The study demonstrates that Hippo pathway inactivation in adipocytes links cellular plasticity to adipose tissue fibrosis through synergy with TGFβ signaling. In obesity, partial Hippo inactivation (reduced LATS activity, increased YAP/TAZ) and elevated TGFβ signaling converge to impair adipocyte identity and promote ECM remodeling. Complete adipocyte Lats1/2 loss in postnatal mice induces dedifferentiation into DPP4+ progenitors that, upon TGFβ stimulation and macrophage-derived signals, transition to myofibroblasts. Mechanistically, YAP/TAZ activation stabilizes SMAD2 protein by limiting its ubiquitination, sensitizing cells to TGFβ and sustaining fibrotic gene transcription via YAP/TAZ-TEAD–SMAD2 cooperation. The identification of a CCL2/CCL7–macrophage loop that augments TGFβ further explains how inflammation accelerates fibrosis. These findings address the open question of how adipocyte plasticity contributes to fibrosis and highlight Hippo–TGFβ integration as a central rheostat controlling adipose remodeling, with broad relevance to metabolic disease.
This work establishes the Hippo pathway as a molecular switch governing adipocyte identity and fate, and reveals a two-signal model in which Hippo inactivation cooperates with TGFβ to drive adipocyte dedifferentiation and myofibroblast conversion, promoting adipose tissue fibrosis.

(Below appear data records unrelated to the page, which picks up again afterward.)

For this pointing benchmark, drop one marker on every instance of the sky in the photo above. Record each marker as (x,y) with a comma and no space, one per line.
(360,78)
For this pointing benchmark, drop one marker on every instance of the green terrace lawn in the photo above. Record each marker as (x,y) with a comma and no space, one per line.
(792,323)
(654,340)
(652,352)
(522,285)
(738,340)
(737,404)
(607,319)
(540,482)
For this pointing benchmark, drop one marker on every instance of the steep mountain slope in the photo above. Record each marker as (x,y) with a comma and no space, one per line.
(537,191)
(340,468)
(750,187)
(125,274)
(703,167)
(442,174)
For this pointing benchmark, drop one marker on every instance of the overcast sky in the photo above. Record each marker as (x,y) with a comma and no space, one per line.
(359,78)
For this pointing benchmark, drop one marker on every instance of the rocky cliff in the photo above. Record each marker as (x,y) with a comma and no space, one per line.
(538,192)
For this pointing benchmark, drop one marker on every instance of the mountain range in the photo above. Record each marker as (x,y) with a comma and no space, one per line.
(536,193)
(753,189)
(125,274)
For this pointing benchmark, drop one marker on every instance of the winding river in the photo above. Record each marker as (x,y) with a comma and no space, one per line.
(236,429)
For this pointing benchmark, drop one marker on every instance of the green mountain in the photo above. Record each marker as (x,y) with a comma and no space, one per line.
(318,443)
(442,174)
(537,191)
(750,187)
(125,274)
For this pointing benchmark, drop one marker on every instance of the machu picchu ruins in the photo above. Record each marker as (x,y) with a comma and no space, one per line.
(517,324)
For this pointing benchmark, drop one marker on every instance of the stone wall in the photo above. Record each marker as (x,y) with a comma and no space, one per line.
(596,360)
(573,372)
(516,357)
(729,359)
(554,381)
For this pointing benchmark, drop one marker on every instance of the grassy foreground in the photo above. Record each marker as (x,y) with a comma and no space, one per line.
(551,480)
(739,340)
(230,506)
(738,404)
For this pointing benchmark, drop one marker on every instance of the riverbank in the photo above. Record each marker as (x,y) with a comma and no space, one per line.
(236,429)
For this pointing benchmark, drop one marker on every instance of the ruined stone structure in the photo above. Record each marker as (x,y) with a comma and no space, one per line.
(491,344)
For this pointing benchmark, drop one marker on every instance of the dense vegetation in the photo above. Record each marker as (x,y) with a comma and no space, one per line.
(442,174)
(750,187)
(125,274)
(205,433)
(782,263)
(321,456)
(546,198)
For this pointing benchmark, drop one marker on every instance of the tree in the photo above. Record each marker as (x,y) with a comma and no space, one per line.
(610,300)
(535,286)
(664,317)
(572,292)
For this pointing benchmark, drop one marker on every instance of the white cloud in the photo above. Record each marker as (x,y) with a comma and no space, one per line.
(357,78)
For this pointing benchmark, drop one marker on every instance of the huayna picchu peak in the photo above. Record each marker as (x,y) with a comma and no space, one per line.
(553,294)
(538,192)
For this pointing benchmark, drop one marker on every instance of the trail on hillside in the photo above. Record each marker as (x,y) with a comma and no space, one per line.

YAP/TAZ-TEADs stabilize SMAD2 to potentiate TGFβ responses, while macrophage recruitment via CCL2/CCL7 amplifies fibrotic signaling. Therapeutically, genetic inactivation of YAP/TAZ in adipocytes or pharmacological disruption of YAP/TAZ–TEADs with verteporfin alleviates obesity-induced fibrosis and improves metabolic homeostasis. Future studies should delineate physiological upstream regulators of LATS1/2 (e.g., MST1/2, MAP4Ks, mechanical cues, lipids) in adipose tissue and assess translatability to human adipose fibrosis.
Adipocyte-specific Lats1/2 deletion induces severe lipodystrophy not typically observed physiologically, potentially limiting direct extrapolation. The model may overstate the extent of Hippo pathway inactivation compared to obesity. While MST1/2 were not required here, other upstream regulators (e.g., MAP4Ks, mechanical stress, free fatty acids) likely modulate Hippo activity in vivo and were not fully dissected. The precise contribution of adipocyte-derived versus precursor-derived myofibroblasts needs further quantification. Pharmacological targeting with verteporfin, though effective, is not YAP/TAZ-specific and off-target effects cannot be excluded.